Cleaning up the transcript and assigning real names

AI output is a draft, not a finished transcript. Plan a review pass, and budget more time than you would for an interview because of the speaker complexity.

  • Map Speaker labels to real names. The tool cannot know who is who, so it gives you Speaker 1, Speaker 2, and so on. Use the moderator's spoken cues ("Thanks, James") and the opening introductions to figure out which label is which participant, then find-and-replace each label with the real name. Do this once at the top and it propagates.
  • Fix crosstalk sections. Where two people spoke at once, the model may have merged lines or assigned them to the wrong speaker. Spot-check these against the audio, especially around lively moments.
  • Correct proper nouns and jargon. Product names, brand terms, and participant names are common error spots. A quick find-and-replace handles repeated terms.
  • Watch for speaker drift. Over a long session, diarization can occasionally split one person into two labels or merge two into one. Skim for sudden label changes mid-thought.

A focused 20 to 40 minute cleanup pass on a 60-minute session is normal, and it is still a fraction of the four-to-six hours manual transcription would take.

Handing off to analysis software

Once names are assigned and crosstalk is cleaned, the transcript is ready for coding.

  • NVivo and Atlas.ti: Import the plain TXT export. The speaker names carry through as text, so you can code by participant. Most qualitative analysis tools read clean TXT without any conversion.
  • Timestamped workflows: Use the JSON export when you want to link codes back to exact moments in the audio, or to build a quote bank with precise time references.
  • Spreadsheets and manual coding: TXT pastes cleanly into a sheet if you prefer to code line by line.

For a broader look at tools built around this kind of workflow, see the best transcription software for researchers in 2026.

Try it on your next session

The free plan gives you 5 files per month with no credit card, which is enough to test the transcription quality on a sample of your audio. For multi-speaker focus groups you will want speaker labels, which start on Pro ($12/month, 1,200 minutes) and Business ($29/month, 6,000 minutes). Files are deleted after transcription, which matters when your recordings contain participant data.
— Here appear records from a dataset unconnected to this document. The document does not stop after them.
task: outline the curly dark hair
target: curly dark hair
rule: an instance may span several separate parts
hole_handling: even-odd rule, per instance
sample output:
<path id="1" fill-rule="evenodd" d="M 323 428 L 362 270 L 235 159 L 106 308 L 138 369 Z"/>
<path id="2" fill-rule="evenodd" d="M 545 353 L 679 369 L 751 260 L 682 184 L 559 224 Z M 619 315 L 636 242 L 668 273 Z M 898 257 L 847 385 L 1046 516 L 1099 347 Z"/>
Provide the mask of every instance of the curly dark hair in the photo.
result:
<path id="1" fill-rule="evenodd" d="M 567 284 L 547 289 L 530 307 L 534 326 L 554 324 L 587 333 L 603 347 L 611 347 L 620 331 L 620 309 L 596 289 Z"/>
Capture the cleanest audio you can, enable speaker labels, and budget a short cleanup pass. Do that, and a focus group that would have taken a day to transcribe by hand is ready for analysis the same afternoon. Try it free.

Frequently Asked Questions

What's the best way to transcribe a focus group?
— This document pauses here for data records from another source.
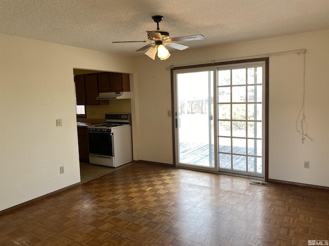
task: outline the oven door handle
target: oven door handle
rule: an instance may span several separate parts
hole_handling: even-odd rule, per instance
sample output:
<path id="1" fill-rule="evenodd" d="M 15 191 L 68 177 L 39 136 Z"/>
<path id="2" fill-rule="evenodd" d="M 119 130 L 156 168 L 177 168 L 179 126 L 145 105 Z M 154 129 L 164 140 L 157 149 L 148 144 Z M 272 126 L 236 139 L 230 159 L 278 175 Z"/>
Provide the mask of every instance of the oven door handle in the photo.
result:
<path id="1" fill-rule="evenodd" d="M 113 135 L 113 132 L 102 132 L 101 131 L 87 131 L 87 133 L 98 133 L 98 134 L 109 134 L 109 135 Z"/>

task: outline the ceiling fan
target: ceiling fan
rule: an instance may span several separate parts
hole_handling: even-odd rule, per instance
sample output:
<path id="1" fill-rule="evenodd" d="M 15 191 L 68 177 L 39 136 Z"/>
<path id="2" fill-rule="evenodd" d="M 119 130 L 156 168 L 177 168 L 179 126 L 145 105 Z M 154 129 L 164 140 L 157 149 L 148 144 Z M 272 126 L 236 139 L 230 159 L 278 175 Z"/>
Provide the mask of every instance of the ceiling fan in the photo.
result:
<path id="1" fill-rule="evenodd" d="M 201 34 L 193 35 L 191 36 L 184 36 L 182 37 L 170 37 L 169 33 L 167 31 L 160 30 L 159 23 L 163 19 L 161 15 L 154 15 L 152 19 L 157 24 L 157 28 L 154 31 L 147 31 L 148 33 L 148 39 L 145 41 L 118 41 L 112 43 L 150 43 L 136 51 L 148 50 L 145 54 L 150 58 L 154 59 L 157 52 L 158 57 L 161 60 L 165 60 L 170 56 L 170 53 L 165 46 L 168 46 L 179 50 L 183 50 L 189 48 L 186 45 L 181 45 L 175 43 L 177 41 L 191 41 L 193 40 L 204 39 L 205 37 Z"/>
Record with the best audio you can capture, ideally one mic per participant or a quality table mic, then upload the file to an AI transcription tool with speaker labels (diarization) enabled. Export to TXT or JSON with timestamps, then do a review pass to fix speaker assignments and crosstalk before analysis.

How do you transcribe multiple speakers?

Use a transcription tool with speaker diarization, which automatically detects voice changes and tags each line as Speaker 1, Speaker 2, and so on. The tool cannot know real names, so you map labels to participants afterward. Diarization works best when speakers talk one at a time and each voice is distinct.

How accurate is AI on focus group audio?

Lower than on one-on-one interviews. Clean focus group audio with disciplined turn-taking can reach the low-to-mid 90s in word accuracy, but heavy crosstalk, distant speakers, and overlapping speech can drop it into the 70s or 80s. No AI tool is reliable on heavy overlap, so recording quality matters most.

Does TranscribTxt label who said what in a focus group?

Yes. Speaker labels (diarization) are available on the Pro and Business plans. The tool tags each line by speaker automatically. The free plan transcribes the audio but does not separate speakers, so for multi-person focus groups you will want Pro or Business.

Can I export a focus group transcript for NVivo or Atlas.ti?

Yes. Export plain TXT for import into most qualitative analysis software, including NVivo and Atlas.ti. For timestamped or word-level work, export JSON. SRT is also available if you need time-coded captions. The speaker labels carry into the exported text for coding.